The build failed. Fix the build errors and run again.

That looks like a lot of garbage, but the important part is near the end. It reports an error on line 55 of our DuckTyping.fs, which mentions “perhaps because a recursive value was marked inline.” That’s the clue we need. The MoveNext method is recursive at the moment, so the inlining logic of the F# compiler cannot work. What we need to do is remove this recursion. When we remove the recursion from the MoveNext method, we get the following:

 1
 2
 3
 4
 5
 6
 7
 8
 9
10
11
12
13
14
15
16
17
18
19
20
21
22
23
24
25
26
27
28
29
30
31
    member inline b.MoveNext() =
        // Check if we have actually started iteration
        if b.CurItem < 0<_> then
            b.CurBucket <- b.Buckets[b.BucketIdx]

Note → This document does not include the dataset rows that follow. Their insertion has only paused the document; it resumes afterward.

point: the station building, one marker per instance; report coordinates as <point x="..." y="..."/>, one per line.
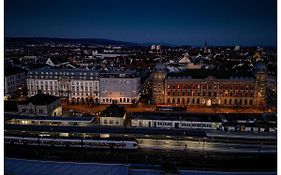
<point x="209" y="87"/>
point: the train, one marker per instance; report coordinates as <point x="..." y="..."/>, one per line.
<point x="130" y="144"/>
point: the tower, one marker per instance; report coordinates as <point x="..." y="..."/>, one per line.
<point x="260" y="85"/>
<point x="205" y="47"/>
<point x="158" y="83"/>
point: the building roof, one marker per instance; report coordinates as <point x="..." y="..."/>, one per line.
<point x="113" y="111"/>
<point x="40" y="99"/>
<point x="204" y="73"/>
<point x="12" y="70"/>
<point x="51" y="118"/>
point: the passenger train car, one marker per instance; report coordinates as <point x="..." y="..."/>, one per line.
<point x="85" y="143"/>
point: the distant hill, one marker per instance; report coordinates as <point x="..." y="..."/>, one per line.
<point x="22" y="41"/>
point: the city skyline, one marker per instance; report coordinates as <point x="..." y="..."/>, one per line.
<point x="251" y="23"/>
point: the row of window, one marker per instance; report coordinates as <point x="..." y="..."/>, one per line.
<point x="121" y="100"/>
<point x="180" y="86"/>
<point x="196" y="125"/>
<point x="197" y="101"/>
<point x="60" y="77"/>
<point x="225" y="94"/>
<point x="111" y="122"/>
<point x="61" y="73"/>
<point x="40" y="111"/>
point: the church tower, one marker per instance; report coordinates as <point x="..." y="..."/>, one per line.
<point x="260" y="89"/>
<point x="205" y="48"/>
<point x="158" y="83"/>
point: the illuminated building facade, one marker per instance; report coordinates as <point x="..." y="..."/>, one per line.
<point x="122" y="87"/>
<point x="81" y="85"/>
<point x="205" y="87"/>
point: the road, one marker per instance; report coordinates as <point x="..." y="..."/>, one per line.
<point x="204" y="146"/>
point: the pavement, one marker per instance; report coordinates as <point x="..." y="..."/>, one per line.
<point x="204" y="146"/>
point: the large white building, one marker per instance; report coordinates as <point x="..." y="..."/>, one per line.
<point x="82" y="85"/>
<point x="41" y="105"/>
<point x="74" y="84"/>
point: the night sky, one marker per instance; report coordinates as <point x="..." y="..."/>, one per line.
<point x="219" y="22"/>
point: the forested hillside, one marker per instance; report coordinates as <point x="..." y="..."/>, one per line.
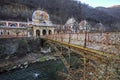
<point x="60" y="11"/>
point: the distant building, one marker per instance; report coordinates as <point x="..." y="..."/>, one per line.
<point x="39" y="26"/>
<point x="72" y="26"/>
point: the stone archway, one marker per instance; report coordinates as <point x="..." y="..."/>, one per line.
<point x="49" y="32"/>
<point x="44" y="32"/>
<point x="37" y="33"/>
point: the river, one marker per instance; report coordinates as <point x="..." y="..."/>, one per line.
<point x="36" y="71"/>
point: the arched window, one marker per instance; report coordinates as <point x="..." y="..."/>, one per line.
<point x="37" y="33"/>
<point x="49" y="32"/>
<point x="8" y="32"/>
<point x="1" y="32"/>
<point x="44" y="32"/>
<point x="12" y="25"/>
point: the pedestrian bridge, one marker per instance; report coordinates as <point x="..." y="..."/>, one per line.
<point x="94" y="64"/>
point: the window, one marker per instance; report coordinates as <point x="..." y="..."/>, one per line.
<point x="8" y="32"/>
<point x="1" y="32"/>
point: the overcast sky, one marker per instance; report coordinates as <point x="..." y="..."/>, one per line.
<point x="104" y="3"/>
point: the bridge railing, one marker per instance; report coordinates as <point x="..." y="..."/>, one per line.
<point x="104" y="42"/>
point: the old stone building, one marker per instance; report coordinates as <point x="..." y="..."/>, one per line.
<point x="39" y="26"/>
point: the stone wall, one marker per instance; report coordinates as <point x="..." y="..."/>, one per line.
<point x="18" y="46"/>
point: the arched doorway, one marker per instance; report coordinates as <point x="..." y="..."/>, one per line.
<point x="37" y="33"/>
<point x="44" y="32"/>
<point x="49" y="32"/>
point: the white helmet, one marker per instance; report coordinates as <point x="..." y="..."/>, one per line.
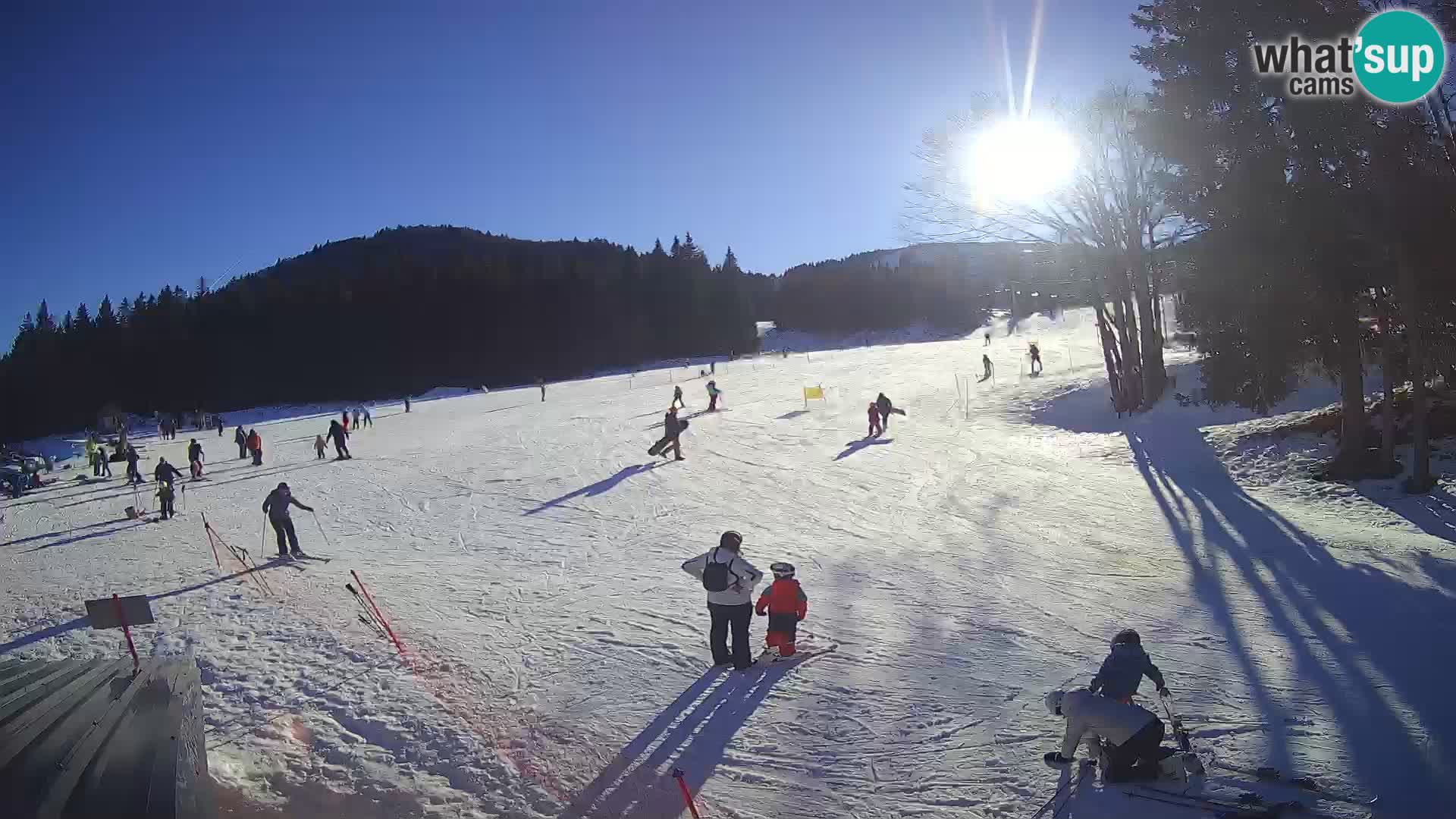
<point x="1055" y="701"/>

        // There are still items in the Current bucket we should return
        if b.CurBucket <> 0UL then
            let r = System.Numerics.BitOperations.TrailingZeroCount b.CurBucket
            b.CurItem <- LanguagePrimitives.Int32WithMeasure<'Measure>((b.BucketIdx <<< 6) + r)
            b.CurBucket <- b.CurBucket ^^^ (1UL <<< r)
            true

        // We need to move to the next bucket of items
        else
            b.BucketIdx <- b.BucketIdx + 1
            let mutable result = false
            
            while b.BucketIdx < b.Buckets.Length && (not result) do
                b.CurBucket <- b.Buckets[b.BucketIdx]
                
                // There are still items in the Current bucket we should return
                if b.CurBucket <> 0UL then
                    let r = System.Numerics.BitOperations.TrailingZeroCount b.CurBucket
                    b.CurItem <- LanguagePrimitives.Int32WithMeasure<'Measure>((b.BucketIdx <<< 6) + r)
                    b.CurBucket <- b.CurBucket ^^^ (1UL <<< r)
                    result <- true
                
                if not result then
                    b.BucketIdx <- b.BucketIdx + 1
            
            result

The logic for moving to the next bucket and checking for values has gotten more complex, but it no longer recurses. This allows us to use the inline keyword to get the F# compiler to inline this logic where it is used. This will reduce the number of stack frames used in our loop. Let’s see what the performance of this version is:

1
2
3
4
5
6
7
|     Method |      Mean |     Error |    StdDev |   Gen0 | Allocated |
|----------- |----------:|----------:|----------:|-------:|----------:|
|    HashSet | 23.347 ns | 0.4024 ns | 0.3764 ns |      - |         - |
|       Iter |  7.087 ns | 0.1000 ns | 0.0935 ns |      - |         - |
| Enumerable | 55.521 ns | 0.9228 ns | 0.8181 ns | 0.0048 |      40 B |
| DuckTyping | 28.039 ns | 0.5183 ns | 0.4848 ns |      - |         - |
|   Inlining | 13.315 ns | 0.2178 ns | 0.2037 ns |      - |         - |

Inlining is now faster than HashSet but still slower than Iter. This is a win for me because there’s now no performance downside to BitSet compared to HashSet for this scenario. Would I like to be able to match the performance of Iter? Yes, absolutely, but this is already nowhere near the bottleneck of our engine, so I moved on to other problems.

Conclusion

You’ve learned a little about implementing IEnumerable<'T> for custom collections that you write and how to use the duck-typing of the foreach loop in .NET to get even better performance. We’ve also shown that we can perform even better using the inline keyword to remove stack frames.

I recommend that you stick with the built-in looping functions provided by F#: map, iter, iteri, etc. They are highly optimized and will give you great performance out of the box. In rare cases, you should consider other options where the need to capture a Span<'T> or another restriction forces you to use other looping constructs. I hope you find this helpful. Please feel free to reach out with any questions or critiques 😊.